I used to watch Ранетки on YouTube (I know, silly show), but it really helped my Russian. Unfortunately, the videos were taken down and I can't find them anywhere. I got 9 episodes into the first season. I used to watch them over and over and understand more words as I went. Now I try to listen to Эхо Москвы when I can on my phone. It's slow going, but sometimes I feel like I'm not getting anywhere with it.

----------


## valeriyarusalka

> Sometimes we talk in Google Hangouts, it may be helpful.

 Is that the little chat box at the bottom of the screen?

----------


## valeriyarusalka

> Yeah iCake is right, the Russians have the same problem but the other way round, we can't understand English. My approach is the same as iCake's, that is, focusing on sounds rather than words is the very first step. Unfortunately, in Russian there is a bunch of prefixes, suffixes and endings and you've gotta master all of them, in terms of how they sound in fast, fluent pronunciation and their approximate meanings. Also it's important to realize that the Russian speech flow is different than the English one, I mean stresses, reduction, and so on, and so forth. The "Unstressed O = A" issue is just a subcase of the master rule of vowel reduction. In my view, another good idea is to scrutinize small pieces of audio and video with according transcripts or subtitles to the degree when you can say "I understand what they say 100% and I know why they pronounce the stuff like this". Sort of like that.

 I have found Russian movies on YouTube (mainly through MosFilm) and I've watched them with English subtitles, but I may try for Russian. I've been meaning to watch "Москва слёзам не верит" again. That's a good idea, to break it down that way. In my Russian Cinema class, we watched "Вор" with Russian subtitles, and while it was hard for me to always catch what was going on, it did help for following the language.

----------


## valeriyarusalka

> When things are slow at work I have the Tune In Radio app and listen to Russian talk radio.  I don't understand most if it but over time I'm able to hear distinct words not just blah, blah, blah when I started.  I try to watch a Russian TV show everyday.  Now I'm watching the Russian equivalent to 'Married With Children'. 
> Scott

 Have you ever seen the documentary "Exporting Raymond"? It's how they brought "Everybody Loves Raymond" to Russia and it's really fascinating. I've seen some of Married with Children in Russian as well. The joys of YouTube. Have you tried Эхо Москвы?
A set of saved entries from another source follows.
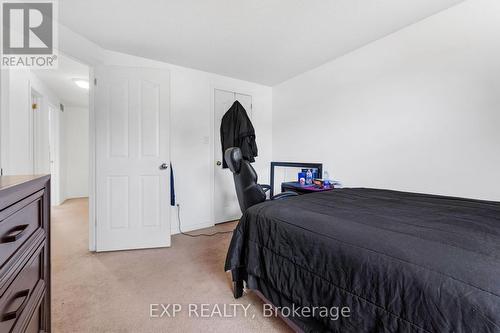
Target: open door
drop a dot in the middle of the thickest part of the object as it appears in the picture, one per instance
(132, 154)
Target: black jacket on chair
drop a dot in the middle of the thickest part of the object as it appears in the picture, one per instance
(236, 130)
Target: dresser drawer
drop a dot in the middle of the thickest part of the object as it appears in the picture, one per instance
(24, 294)
(17, 223)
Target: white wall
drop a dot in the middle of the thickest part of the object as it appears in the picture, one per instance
(191, 123)
(17, 120)
(75, 135)
(418, 110)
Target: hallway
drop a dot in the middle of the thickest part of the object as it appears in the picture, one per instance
(112, 292)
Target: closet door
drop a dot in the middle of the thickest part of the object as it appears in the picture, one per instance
(226, 206)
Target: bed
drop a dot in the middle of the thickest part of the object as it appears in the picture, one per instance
(401, 262)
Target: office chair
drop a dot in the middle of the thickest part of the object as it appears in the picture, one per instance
(248, 191)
I know they have an app on Android.

----------


## fortheether

No and I do listen to the Эхо Москвы radio station on Tune In Radio. 
Scott   

> Have you ever seen the documentary "Exporting Raymond"? It's how they brought "Everybody Loves Raymond" to Russia and it's really fascinating. I've seen some of Married with Children in Russian as well. The joys of YouTube. Have you tried Эхо Москвы? I know they have an app on Android.

----------


## maxmixiv

Why don't watch American movies you know well, in Russian?
"Get Smart", may be.  ::

----------


## valeriyarusalka

> Why don't watch American movies you know well, in Russian?
> "Get Smart", may be.

 I have not thought of that. I'd have to do some searching. I'd also like to get a few books I know well in English that were translated to Russian.

----------